Additional resources: Original SDD course (parts 1-18): Full context of the Specification-Driven Development methodology with emphasis on working with AI agents

Course part 9 (validation levels): Detailed examination of validation.md templates and raising validation levels upon error discovery

Course part 14 (hooks and skills): Mechanics of creating .qwen/skills/ and automating repeated requests

Course part 17 (defensive hooks): Preventing dangerous commands through automation

Course part 18 (security and secrets): Rules for preventing PII and confidential data leaks in specifications

Vitest documentation: https://vitest.dev — for deep understanding of testing policy setup

Conventional commits guide: Standardization of commit messages, useful for automatic CHANGELOG.md

Keep a changelog: https://keepachangelog.com — international practice of changelog maintenance (adapt to course format)
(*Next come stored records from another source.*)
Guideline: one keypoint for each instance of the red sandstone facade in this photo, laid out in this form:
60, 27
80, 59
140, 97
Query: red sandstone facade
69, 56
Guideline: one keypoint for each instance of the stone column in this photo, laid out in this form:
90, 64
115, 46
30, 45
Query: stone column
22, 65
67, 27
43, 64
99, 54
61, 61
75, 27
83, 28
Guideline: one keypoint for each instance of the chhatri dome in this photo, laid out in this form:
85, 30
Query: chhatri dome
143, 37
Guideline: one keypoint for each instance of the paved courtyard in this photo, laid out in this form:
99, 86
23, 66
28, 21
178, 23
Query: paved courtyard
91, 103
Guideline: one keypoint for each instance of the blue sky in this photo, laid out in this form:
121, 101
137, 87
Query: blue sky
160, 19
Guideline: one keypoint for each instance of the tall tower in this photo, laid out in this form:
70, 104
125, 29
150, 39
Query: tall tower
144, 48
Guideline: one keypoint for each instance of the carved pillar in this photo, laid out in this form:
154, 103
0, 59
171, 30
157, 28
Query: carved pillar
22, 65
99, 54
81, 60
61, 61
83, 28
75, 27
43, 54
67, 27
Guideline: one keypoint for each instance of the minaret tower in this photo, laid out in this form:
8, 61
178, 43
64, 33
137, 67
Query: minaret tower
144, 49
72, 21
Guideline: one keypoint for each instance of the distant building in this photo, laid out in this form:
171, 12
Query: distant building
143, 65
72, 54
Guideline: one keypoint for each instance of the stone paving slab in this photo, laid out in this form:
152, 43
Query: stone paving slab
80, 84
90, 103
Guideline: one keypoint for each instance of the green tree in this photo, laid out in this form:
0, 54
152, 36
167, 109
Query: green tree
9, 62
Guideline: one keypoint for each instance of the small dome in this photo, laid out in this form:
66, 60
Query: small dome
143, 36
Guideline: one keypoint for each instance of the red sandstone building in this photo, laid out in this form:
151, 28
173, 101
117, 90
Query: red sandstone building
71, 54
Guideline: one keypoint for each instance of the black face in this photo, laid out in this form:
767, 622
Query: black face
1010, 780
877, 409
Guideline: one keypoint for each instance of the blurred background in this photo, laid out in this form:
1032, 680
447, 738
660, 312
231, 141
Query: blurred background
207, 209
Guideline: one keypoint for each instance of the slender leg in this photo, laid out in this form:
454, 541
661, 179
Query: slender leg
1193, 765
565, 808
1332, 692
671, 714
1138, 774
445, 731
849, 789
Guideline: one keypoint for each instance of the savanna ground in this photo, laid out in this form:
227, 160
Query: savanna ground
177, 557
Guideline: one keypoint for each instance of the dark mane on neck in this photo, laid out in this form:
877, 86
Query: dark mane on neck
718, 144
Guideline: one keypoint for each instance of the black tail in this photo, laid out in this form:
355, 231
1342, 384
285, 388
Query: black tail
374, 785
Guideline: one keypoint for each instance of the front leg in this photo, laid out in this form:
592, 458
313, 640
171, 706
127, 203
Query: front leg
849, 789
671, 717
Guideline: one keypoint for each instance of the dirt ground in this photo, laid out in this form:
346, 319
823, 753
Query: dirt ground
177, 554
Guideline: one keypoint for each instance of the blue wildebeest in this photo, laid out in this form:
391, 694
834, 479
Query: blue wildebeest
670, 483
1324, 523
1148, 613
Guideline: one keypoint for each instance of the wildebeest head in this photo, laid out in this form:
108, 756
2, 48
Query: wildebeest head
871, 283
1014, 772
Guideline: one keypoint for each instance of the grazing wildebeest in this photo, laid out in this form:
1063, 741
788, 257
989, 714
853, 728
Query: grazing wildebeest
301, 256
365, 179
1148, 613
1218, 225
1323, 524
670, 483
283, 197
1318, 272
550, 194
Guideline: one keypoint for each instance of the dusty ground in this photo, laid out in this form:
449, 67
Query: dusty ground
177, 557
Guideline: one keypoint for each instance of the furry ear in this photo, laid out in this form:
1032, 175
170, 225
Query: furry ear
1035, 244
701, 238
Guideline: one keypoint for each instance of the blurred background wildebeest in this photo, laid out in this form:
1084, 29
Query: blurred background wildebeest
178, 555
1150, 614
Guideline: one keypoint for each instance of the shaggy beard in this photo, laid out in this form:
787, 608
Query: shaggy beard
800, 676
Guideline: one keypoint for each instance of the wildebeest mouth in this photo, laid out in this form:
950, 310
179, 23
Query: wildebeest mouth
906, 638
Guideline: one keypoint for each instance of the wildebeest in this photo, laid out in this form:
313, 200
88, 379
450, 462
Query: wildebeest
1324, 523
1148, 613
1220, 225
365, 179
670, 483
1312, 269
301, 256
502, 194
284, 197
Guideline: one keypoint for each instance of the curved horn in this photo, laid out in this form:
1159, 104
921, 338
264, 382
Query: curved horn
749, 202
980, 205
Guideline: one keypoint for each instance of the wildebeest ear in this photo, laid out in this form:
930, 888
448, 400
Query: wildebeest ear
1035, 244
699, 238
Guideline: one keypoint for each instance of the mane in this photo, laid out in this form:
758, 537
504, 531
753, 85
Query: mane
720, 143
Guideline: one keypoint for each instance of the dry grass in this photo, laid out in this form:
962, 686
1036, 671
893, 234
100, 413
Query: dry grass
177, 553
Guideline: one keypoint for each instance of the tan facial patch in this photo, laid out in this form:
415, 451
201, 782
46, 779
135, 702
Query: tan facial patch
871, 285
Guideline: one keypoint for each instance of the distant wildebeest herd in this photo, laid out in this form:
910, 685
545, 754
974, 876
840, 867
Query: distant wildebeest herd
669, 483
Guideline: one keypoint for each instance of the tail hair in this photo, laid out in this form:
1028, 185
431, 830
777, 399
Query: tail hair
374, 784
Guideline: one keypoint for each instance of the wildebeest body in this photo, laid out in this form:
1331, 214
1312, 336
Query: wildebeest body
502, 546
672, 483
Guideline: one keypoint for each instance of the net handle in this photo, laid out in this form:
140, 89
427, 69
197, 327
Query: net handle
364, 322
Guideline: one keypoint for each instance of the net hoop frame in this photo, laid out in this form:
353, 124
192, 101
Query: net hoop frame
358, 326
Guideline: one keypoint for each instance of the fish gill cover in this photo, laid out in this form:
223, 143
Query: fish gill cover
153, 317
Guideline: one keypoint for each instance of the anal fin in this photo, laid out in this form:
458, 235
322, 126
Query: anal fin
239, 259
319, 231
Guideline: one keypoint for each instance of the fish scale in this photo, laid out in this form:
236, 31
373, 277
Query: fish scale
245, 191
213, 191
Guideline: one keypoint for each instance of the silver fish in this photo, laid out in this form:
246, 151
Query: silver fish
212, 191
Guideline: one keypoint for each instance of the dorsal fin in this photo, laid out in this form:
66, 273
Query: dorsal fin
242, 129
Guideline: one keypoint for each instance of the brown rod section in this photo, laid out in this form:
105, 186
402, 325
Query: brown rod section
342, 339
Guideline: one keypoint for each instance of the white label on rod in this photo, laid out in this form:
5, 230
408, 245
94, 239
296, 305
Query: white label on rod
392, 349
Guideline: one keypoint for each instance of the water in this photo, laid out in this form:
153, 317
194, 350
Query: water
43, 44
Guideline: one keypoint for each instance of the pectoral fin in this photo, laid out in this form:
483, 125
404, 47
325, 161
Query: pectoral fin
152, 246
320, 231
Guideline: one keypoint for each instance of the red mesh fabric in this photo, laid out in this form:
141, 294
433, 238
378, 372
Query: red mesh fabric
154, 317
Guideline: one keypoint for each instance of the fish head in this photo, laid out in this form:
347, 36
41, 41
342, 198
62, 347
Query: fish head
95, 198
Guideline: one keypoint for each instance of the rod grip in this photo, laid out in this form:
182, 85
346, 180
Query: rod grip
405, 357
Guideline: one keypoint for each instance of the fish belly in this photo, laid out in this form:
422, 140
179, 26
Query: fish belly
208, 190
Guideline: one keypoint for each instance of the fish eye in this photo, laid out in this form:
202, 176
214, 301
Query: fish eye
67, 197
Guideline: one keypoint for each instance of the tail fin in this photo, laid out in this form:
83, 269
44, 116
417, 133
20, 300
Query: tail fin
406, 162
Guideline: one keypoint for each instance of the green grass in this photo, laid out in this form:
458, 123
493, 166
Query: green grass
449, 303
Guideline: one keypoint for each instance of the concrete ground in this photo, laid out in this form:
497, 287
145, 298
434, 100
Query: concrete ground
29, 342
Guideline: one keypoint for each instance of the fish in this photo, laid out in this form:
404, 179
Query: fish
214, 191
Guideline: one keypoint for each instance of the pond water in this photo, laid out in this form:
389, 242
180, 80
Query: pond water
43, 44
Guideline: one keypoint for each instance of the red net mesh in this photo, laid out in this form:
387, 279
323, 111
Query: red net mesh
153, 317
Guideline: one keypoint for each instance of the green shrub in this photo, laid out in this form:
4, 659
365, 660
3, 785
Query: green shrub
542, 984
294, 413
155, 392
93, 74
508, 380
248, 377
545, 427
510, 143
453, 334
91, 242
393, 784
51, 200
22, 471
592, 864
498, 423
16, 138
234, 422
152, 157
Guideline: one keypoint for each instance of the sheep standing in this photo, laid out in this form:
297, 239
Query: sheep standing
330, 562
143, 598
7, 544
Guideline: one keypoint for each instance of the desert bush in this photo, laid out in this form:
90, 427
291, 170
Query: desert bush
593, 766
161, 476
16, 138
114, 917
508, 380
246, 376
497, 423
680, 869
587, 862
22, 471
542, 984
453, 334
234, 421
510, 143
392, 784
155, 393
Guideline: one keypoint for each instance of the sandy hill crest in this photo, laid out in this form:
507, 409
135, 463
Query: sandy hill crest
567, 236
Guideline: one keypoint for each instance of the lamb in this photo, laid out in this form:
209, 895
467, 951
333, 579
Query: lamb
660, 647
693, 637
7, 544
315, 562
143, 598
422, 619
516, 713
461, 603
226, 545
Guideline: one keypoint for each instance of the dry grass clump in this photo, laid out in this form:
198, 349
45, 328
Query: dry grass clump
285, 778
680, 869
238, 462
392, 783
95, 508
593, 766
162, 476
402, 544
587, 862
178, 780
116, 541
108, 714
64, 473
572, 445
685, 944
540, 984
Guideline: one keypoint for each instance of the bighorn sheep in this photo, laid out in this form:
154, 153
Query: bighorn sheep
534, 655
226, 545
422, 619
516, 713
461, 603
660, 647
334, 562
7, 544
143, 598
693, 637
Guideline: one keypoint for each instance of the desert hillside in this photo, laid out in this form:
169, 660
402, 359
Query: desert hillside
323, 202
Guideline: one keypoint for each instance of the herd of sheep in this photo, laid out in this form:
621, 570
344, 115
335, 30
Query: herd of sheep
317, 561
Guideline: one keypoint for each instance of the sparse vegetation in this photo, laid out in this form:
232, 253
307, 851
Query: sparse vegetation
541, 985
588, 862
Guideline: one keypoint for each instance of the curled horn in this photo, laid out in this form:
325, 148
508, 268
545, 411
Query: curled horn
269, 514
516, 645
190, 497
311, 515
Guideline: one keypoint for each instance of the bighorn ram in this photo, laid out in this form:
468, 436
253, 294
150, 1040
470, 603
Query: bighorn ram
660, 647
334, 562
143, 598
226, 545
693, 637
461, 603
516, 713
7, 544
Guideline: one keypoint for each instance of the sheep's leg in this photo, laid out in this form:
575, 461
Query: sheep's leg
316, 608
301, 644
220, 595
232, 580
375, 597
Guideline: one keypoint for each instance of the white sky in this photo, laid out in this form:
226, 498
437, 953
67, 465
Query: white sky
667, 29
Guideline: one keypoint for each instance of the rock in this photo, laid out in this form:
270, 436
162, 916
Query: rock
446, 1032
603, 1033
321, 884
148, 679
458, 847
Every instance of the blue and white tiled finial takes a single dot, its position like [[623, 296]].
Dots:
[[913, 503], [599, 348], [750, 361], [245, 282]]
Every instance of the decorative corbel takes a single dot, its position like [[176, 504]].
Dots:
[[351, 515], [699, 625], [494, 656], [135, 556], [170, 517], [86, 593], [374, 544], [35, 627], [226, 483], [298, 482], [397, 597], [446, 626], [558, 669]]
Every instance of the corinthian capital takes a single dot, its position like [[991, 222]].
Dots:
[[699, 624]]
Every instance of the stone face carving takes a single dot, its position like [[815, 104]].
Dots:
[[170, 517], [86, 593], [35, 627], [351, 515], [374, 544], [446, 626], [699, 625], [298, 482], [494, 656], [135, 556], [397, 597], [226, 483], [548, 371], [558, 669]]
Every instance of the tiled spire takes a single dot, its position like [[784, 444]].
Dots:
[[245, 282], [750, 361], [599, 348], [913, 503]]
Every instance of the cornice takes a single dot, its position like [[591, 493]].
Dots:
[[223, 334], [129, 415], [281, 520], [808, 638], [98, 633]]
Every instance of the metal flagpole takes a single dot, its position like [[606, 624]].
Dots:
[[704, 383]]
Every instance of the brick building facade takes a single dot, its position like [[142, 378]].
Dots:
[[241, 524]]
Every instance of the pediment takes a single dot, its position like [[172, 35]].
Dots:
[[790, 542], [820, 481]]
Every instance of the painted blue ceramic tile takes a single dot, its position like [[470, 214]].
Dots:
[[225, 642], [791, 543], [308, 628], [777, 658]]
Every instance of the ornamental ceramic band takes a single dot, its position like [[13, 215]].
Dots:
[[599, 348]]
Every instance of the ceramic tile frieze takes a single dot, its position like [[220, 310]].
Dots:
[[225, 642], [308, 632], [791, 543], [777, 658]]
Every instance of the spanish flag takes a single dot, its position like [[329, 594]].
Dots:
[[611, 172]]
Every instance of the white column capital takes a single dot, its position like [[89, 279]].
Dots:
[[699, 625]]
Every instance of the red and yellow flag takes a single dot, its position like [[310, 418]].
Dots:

Summary: Project replanning is a strategic pause between features in SDD, turning chaotic observations into systematic rules. Its goal is not to speed up development, but to prevent error repetition through codification: rules in QWEN.md, technical decisions in tech-stack.md, templates in validation.md, skills in .qwen/skills/. Key practices: separate Git branch with ban on new features, updating old specifications without changing implementation, maintaining CHANGELOG.md as communication for humans and context for the agent, correct roadmap phase size (verifiable in an evening), feedback flywheel with predetermined responses to signals. Skipping replanning creates an illusion of speed and doubles technical debt. Regular codification of 2-3 most frequent observations per iteration forms a self-reinforcing quality system.